Cette fois, c’est sous la forme d’un roman graphique que deux auteurs italiens, Ilaria Ferramosca (scénario) et Gian Marco De Francisco (dessin) nous font entrer dans sa trop courte existence. Ils vont ainsi nous présenter le travail de Charlotte, qui n’est pas sans avoir certaines ramifications avec celui de la bande dessinée.
Charlotte Salomon est née en 1917 à Berlin dans une famille juive, où l’art est une seconde nature. Très rapidement, le suicide de sa mère (considéré comme un gêne par certains membres de la famille) brise une vie douce, la peinture devenant dorénavant une échappatoire pour la jeune fille.
Mais peut-on continuer à étudier la peinture quand on a 16 ans en 1933 alors qu’Hitler arrive au pouvoir, et avec lui, les lois antijuives qui vont réduire le champ des possibles d’une population. La répression est telle, que Charlotte est envoyée en 1939 sur la Côte d’Azur en compagnie de ses grands-parents.
C’est là qu’elle va entreprendre ce qui sera l'œuvre de sa vie : Leben? oder Theater? ( Vie ? ou Théâtre ?). La jeune artiste peindra plus de 1300 tableaux en 18 mois, des peintures sur lesquelles figureront également des textes poétiques.

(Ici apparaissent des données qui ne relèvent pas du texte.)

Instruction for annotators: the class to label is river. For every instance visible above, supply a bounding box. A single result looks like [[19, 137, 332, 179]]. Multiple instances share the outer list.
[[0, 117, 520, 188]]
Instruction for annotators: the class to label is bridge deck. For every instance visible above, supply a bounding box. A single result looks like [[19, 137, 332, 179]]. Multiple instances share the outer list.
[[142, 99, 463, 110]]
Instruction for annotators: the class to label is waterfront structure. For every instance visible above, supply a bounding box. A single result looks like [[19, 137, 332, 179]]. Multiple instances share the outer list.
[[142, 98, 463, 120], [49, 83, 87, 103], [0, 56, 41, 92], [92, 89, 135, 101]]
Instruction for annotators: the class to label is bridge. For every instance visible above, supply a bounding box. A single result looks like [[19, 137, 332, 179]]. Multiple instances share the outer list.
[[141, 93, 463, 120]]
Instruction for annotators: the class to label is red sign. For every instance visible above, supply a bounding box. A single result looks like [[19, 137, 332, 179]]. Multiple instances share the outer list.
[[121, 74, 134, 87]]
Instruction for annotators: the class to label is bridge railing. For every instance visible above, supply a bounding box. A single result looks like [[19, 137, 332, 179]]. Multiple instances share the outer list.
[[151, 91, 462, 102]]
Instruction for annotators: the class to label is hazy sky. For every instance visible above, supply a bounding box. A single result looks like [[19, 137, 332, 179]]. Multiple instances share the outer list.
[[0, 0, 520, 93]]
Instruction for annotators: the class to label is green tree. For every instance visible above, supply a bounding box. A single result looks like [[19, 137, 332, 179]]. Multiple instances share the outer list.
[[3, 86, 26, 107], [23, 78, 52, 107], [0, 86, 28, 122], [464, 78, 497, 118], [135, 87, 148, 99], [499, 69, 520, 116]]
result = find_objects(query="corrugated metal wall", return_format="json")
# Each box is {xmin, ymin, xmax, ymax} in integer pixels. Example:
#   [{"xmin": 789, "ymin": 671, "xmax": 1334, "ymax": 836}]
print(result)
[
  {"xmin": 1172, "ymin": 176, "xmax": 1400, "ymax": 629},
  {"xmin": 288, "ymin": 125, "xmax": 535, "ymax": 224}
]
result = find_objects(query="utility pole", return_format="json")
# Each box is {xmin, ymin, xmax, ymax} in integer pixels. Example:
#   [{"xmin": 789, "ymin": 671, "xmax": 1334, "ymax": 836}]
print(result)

Ainsi, en utilisant la technique de la bande dessinée, Charlotte va raconter sa vie.
Si son œuvre nous est parvenue, c’est que se sentant en danger (Charlotte sera effectivement dénoncée), qu’elle va confier le travail de cette trop courte existence à son médecin. Celui-ci le donnera à une amie de la jeune femme, puis il sera remis à son père, rescapé des camps nazis. Albert Salomon a ainsi découvert, après-guerre, le témoignage que sa fille avait laissé derrière elle.
Voici un album qui ne peut laisser indifférent et qui nous montre que l’Art peut être un témoin privilégié des pires atrocités que certains hommes font subir à d’autres, en raison de leurs différences.